Review of The Mother

The Mother (2003)
A very contemporary British "kitchen sink drama"
28 June 2004
"The Mother" is a raw unpeeling of relationships between older parents and adult children in a very contemporary take on the British "kitchen sink drama".

Every character is baldly selfish to the point of startling brutality. Each one responds to attempted openings of lines of communication with "But what about me?"

The naturalism is palpably realistic, such that when Hanif Kureish's script crosses a line to go a bit over the top it's upsetting and jarring.

Director Roger Michell is particularly good at capturing the domestic mise en scene of sounds -- from simultaneous conversations to children's chatter -- and sights, such as lingering over meaningful visuals from a pair of old slippers to a casually bare torso.

Anne Reid gives the gutsiest older woman performance since Kathy Bates in "About Schmidt" and Helen Mirren in "Calendar Girls," but those were mostly played for laughs and didn't reveal the painful de-layering of inhibitions.
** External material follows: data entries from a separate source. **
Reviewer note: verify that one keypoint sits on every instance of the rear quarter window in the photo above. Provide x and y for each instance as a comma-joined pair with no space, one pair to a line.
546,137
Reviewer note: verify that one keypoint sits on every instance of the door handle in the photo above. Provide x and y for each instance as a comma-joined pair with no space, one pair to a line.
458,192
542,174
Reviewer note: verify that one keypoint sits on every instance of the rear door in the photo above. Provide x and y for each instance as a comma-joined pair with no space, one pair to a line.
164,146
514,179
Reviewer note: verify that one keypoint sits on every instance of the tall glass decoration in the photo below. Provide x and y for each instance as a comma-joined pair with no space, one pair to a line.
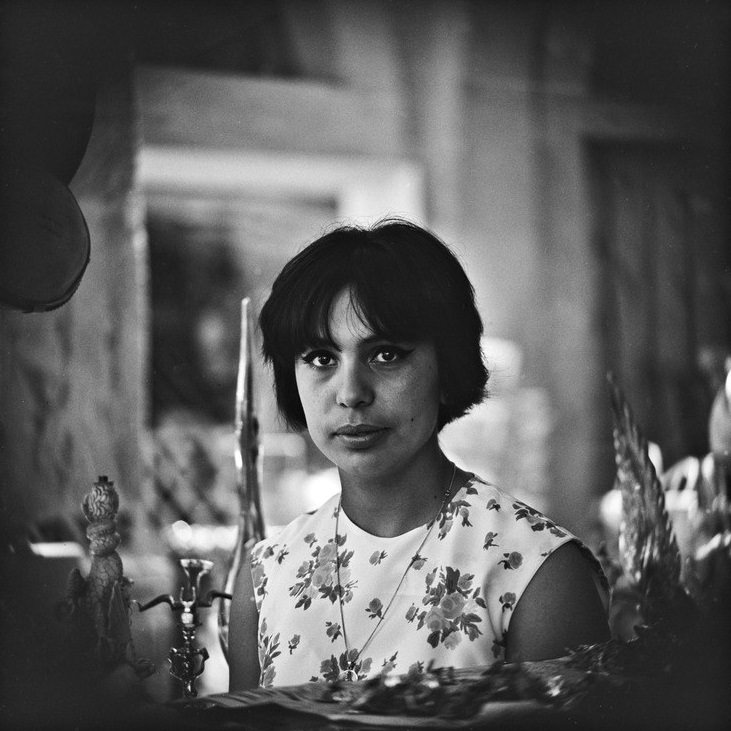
246,454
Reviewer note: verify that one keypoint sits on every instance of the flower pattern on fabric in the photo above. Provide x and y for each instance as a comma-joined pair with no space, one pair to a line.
331,668
452,608
537,521
268,651
320,574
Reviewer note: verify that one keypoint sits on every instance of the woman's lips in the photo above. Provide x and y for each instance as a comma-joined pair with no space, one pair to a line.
359,436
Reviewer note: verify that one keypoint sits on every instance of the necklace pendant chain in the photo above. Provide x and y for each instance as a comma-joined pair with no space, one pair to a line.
350,674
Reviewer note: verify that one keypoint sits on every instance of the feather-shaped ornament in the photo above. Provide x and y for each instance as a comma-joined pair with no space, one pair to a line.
648,551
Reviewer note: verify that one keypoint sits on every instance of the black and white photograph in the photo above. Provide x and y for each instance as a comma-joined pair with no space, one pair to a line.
365,364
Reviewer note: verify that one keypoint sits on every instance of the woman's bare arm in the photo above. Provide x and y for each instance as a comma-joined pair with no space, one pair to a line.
243,656
559,610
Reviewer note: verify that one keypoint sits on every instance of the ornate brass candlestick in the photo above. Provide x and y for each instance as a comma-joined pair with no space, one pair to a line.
188,661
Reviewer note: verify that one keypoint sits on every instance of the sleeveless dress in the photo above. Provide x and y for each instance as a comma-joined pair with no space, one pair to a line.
453,607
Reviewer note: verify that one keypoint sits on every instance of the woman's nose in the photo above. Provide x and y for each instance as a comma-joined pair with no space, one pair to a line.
354,387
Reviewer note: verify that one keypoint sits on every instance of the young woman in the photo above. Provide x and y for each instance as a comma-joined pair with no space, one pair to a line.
374,341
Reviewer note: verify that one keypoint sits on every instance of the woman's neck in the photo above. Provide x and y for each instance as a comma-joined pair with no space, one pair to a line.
393,503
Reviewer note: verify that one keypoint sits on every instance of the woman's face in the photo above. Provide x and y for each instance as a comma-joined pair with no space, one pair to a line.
371,404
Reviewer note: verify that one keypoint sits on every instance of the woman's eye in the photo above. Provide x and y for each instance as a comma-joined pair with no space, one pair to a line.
390,355
318,359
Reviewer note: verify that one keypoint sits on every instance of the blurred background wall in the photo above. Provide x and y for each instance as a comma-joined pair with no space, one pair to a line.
573,154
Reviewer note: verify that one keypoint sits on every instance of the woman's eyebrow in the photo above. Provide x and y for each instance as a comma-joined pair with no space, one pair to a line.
320,342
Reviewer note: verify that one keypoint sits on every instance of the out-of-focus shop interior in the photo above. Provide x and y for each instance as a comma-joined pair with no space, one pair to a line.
573,154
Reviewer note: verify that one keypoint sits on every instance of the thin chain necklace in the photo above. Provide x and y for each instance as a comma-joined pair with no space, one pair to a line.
350,672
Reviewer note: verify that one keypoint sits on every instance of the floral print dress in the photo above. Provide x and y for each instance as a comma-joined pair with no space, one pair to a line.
453,607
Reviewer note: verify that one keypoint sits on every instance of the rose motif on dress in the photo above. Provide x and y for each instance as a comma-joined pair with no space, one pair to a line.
512,560
320,575
453,608
507,601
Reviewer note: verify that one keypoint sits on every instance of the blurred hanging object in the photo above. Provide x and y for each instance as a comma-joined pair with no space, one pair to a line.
44,240
251,522
648,551
47,107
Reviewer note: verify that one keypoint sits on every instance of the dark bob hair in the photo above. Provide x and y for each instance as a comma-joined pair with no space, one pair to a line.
405,284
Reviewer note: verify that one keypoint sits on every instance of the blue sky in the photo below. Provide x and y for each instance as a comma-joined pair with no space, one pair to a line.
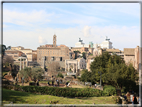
34,24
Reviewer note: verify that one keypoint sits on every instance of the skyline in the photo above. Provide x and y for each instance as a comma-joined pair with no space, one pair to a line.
34,24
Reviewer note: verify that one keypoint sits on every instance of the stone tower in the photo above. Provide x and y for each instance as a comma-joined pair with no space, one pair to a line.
54,40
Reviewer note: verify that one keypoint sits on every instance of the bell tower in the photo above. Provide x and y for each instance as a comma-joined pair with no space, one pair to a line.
54,40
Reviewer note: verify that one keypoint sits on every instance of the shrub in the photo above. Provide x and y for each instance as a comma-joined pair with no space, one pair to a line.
109,90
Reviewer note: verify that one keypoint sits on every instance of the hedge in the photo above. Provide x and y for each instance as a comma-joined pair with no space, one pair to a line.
56,91
109,90
64,92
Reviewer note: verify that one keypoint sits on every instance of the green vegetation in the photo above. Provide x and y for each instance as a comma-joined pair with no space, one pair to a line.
109,90
60,75
84,55
18,97
56,91
114,72
31,73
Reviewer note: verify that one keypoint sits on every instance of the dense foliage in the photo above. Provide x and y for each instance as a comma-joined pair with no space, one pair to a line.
31,73
113,70
109,90
60,75
56,91
84,55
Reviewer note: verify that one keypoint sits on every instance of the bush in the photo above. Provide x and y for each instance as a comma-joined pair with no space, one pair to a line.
109,90
64,92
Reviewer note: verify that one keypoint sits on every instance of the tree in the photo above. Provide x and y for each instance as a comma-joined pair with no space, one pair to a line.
76,54
37,73
114,71
85,77
60,75
26,73
8,59
53,68
31,73
84,55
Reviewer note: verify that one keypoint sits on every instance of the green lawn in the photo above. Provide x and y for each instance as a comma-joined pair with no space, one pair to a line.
18,97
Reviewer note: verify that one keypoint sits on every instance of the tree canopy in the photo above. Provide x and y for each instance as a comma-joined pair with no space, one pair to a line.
31,73
114,71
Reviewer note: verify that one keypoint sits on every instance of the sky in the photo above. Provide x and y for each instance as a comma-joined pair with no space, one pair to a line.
33,24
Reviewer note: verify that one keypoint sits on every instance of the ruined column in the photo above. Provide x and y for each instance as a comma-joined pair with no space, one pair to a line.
20,63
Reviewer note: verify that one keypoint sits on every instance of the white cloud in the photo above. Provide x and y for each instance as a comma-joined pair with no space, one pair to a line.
25,18
86,31
42,40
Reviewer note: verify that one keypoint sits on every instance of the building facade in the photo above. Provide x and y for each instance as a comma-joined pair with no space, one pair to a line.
52,52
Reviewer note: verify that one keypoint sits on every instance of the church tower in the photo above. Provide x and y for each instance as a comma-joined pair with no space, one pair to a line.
54,40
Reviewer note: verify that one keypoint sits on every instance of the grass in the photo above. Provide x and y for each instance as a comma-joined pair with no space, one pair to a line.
18,97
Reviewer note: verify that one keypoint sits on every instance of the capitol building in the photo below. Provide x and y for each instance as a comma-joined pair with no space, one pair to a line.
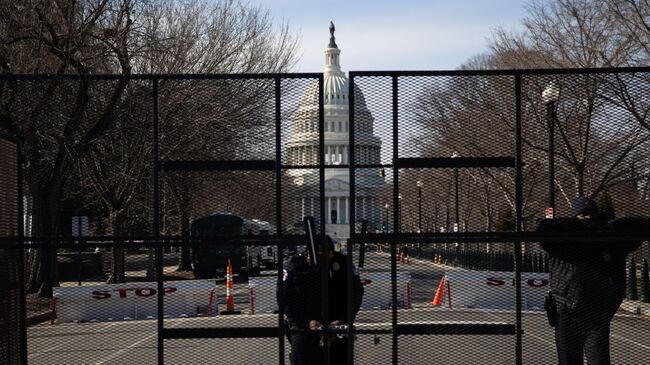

Her character's continued low self-esteem to the point of accepting abuse is difficult to watch.

Except for a very atypical appearance in the first "Lara Croft," Daniel Craig has avoided depending on his magnetic hunkiness on screen. Here, as in "Sylvia," his manliness is a protean catalyst for the plot. In a complex triangle of relationships, his carpenter obliges the other characters' obsessions to project their fantasies and needs on to him.

While the grandmother finds some independence and self-respect, I'm not optimistic about the grandchildren in this dysfunctional family.